At 7:30, I finally got up, and the sun was shining on me. Exceptionally warm today. I actually sweated while walking, which normally doesn't happen very much ever since I moved here.

So around 10:00, I was on the academic spine (the part of the campus where all the academic buildings are located) already, and I set to go to the Office of Financial Affairs. I wonder if anyone would go here with a happy heart. I went there to pay my bill, because the deadline is tomorrow. If I don't pay tomorrow, I would have to pay a 30.00 late fee. Then there was a problem. When I checked my balance online, I found out that I needed to pay a certain amount of money. So I readied my checkbook and was hoping to pay that amount, when the lady at the office told me that I have to pay an amount considerably larger than that. When I refused, then she told me to print out a copy of the online balance, which I did, then she allowed me to pay that, without me incurring the late fee.

So tuition payment over, or rather, rent because I am leasing an apartment of the university; my tuition is fully waived after all. Then I went to the university computer store. I wanted to buy some stuff, but they didn't have what I wanted. I only bought a 512MB flash drive. This is for my back-up, for my papers, so that in case my computer makes a tantrum and crashes, I still have a file saved.

Time really flies. When I was an undergrad, flash drives aren't the norm. Most people store files on diskettes or CD-RWs. I usually have a system in which the files for my current semester are in a diskette, and whenever the semester ends, I save everything in a CD-RW. So right now, I have one CD-RW with all the papers and the homework assignments and everything else that I had to write in my undergraduate years. Which is a good thing, because right now, I can use what I wrote, like recycling the data, among other things.

Oops, I digressed. What was I saying before? Oh, yes, the passing of time. Before, we used diskettes and CDs. Now, my laptop doesn't even have a floppy drive! I only have a DVD-RW drive, and USB connectors! So now I am storing my files in a flash drive.

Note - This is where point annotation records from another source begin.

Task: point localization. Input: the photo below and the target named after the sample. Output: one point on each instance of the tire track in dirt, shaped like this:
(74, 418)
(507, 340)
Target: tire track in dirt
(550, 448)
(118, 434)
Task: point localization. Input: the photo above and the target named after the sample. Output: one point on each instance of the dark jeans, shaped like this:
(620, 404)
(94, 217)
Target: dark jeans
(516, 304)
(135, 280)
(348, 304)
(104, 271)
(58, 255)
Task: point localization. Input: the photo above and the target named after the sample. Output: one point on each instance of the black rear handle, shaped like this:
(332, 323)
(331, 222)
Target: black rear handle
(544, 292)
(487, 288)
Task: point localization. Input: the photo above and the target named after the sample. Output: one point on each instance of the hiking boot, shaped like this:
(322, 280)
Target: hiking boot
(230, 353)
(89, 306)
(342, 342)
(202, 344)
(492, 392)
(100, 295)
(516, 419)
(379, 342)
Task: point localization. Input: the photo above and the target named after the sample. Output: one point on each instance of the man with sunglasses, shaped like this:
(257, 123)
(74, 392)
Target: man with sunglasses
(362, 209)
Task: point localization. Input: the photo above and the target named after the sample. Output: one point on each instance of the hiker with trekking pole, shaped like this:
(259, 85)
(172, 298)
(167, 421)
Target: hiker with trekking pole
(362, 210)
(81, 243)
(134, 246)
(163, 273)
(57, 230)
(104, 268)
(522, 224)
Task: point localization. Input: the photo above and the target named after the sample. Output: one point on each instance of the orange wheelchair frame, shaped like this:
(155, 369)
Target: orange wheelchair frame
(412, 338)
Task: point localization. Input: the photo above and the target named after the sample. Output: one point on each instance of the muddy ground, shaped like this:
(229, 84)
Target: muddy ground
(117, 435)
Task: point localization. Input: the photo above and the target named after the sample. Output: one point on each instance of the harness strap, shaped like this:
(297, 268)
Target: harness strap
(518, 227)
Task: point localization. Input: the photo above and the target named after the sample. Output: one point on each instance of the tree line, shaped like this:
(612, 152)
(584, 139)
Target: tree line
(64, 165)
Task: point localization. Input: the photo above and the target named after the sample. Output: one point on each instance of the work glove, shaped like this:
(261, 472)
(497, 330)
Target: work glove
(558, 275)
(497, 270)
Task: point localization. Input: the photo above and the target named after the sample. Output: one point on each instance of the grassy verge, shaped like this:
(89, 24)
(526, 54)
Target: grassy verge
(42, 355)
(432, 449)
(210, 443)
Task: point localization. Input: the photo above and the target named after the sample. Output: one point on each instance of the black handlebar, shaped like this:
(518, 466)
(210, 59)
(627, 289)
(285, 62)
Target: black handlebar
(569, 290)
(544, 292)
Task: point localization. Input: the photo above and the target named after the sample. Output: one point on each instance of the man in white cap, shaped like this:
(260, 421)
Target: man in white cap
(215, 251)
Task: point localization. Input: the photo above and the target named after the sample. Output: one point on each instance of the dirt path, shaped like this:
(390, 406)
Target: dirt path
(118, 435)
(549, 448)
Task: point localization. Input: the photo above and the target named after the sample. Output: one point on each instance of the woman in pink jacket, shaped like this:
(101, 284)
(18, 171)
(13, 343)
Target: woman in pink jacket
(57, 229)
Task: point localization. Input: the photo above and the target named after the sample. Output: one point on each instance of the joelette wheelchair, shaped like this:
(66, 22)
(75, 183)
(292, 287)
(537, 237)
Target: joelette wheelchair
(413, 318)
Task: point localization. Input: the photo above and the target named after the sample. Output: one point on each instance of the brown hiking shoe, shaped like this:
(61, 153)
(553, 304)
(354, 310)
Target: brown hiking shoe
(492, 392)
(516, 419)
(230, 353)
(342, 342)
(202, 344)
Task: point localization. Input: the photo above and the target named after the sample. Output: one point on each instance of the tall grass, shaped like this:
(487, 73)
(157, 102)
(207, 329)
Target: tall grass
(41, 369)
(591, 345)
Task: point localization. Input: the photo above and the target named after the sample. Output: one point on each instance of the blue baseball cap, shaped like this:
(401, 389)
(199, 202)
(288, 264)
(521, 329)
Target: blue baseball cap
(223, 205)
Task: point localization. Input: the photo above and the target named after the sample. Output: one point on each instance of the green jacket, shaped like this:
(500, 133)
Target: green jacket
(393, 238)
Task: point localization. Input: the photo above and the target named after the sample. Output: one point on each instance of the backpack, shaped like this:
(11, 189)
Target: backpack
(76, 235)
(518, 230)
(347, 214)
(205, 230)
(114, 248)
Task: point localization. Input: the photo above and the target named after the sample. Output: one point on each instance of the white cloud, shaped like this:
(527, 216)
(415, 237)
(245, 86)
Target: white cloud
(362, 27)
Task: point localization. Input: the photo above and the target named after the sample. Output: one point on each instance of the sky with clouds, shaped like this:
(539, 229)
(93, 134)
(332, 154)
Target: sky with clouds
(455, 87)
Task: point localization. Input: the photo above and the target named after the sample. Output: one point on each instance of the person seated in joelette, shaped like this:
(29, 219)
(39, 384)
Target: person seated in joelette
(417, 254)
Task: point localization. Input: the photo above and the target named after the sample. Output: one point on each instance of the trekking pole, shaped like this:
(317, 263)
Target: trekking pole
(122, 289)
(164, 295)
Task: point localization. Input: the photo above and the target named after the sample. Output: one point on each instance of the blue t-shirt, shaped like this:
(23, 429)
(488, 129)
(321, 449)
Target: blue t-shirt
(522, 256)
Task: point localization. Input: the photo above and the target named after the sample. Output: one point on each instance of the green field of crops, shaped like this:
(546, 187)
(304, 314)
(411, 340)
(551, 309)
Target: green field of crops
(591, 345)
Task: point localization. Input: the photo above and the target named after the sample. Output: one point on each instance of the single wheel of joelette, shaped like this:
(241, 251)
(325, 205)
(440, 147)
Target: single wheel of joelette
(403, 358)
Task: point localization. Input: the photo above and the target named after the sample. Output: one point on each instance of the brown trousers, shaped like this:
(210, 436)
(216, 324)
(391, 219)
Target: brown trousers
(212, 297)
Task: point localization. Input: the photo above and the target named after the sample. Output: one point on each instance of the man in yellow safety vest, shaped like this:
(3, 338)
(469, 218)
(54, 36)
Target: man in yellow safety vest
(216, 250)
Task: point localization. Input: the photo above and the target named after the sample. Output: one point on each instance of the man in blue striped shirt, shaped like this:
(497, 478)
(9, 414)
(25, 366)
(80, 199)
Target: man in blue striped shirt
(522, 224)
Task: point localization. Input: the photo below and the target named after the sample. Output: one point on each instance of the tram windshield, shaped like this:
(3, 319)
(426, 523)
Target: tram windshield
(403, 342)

Ok, the sad part. In the morning, I went to the student lounge to eat some leftover food from the conference. It wasn't stale, yet. Then my professor in my seminar class went in, and our conversation moved from the conference to the paper that we will write in his class. The thing is, during the conversation, I realized that what I thought was a great paper wasn't even a paper. My ideas weren't paper-worthy. If I were to write a paper at my current idea, it would just be 2 or 3 pages. That isn't even close to a graduate paper.

I felt like my whole schedule collapsed. I cannot formulate my ideas. And I have no idea on what to write on. The data that was sent to me doesn't seem to be useful. Like that lone woman on the ocean, I don't have any sense of direction right now in that class. It's not that I don't like it, I love the topic. But I don't have any clue on how to apply it. One consolation I have is that it is not the same as in Semantics class, where everyone doesn't have a clue to what is happening in class.

One good thing, it is still early in the semester, and there is plenty of time to consult, read, and formulate ideas.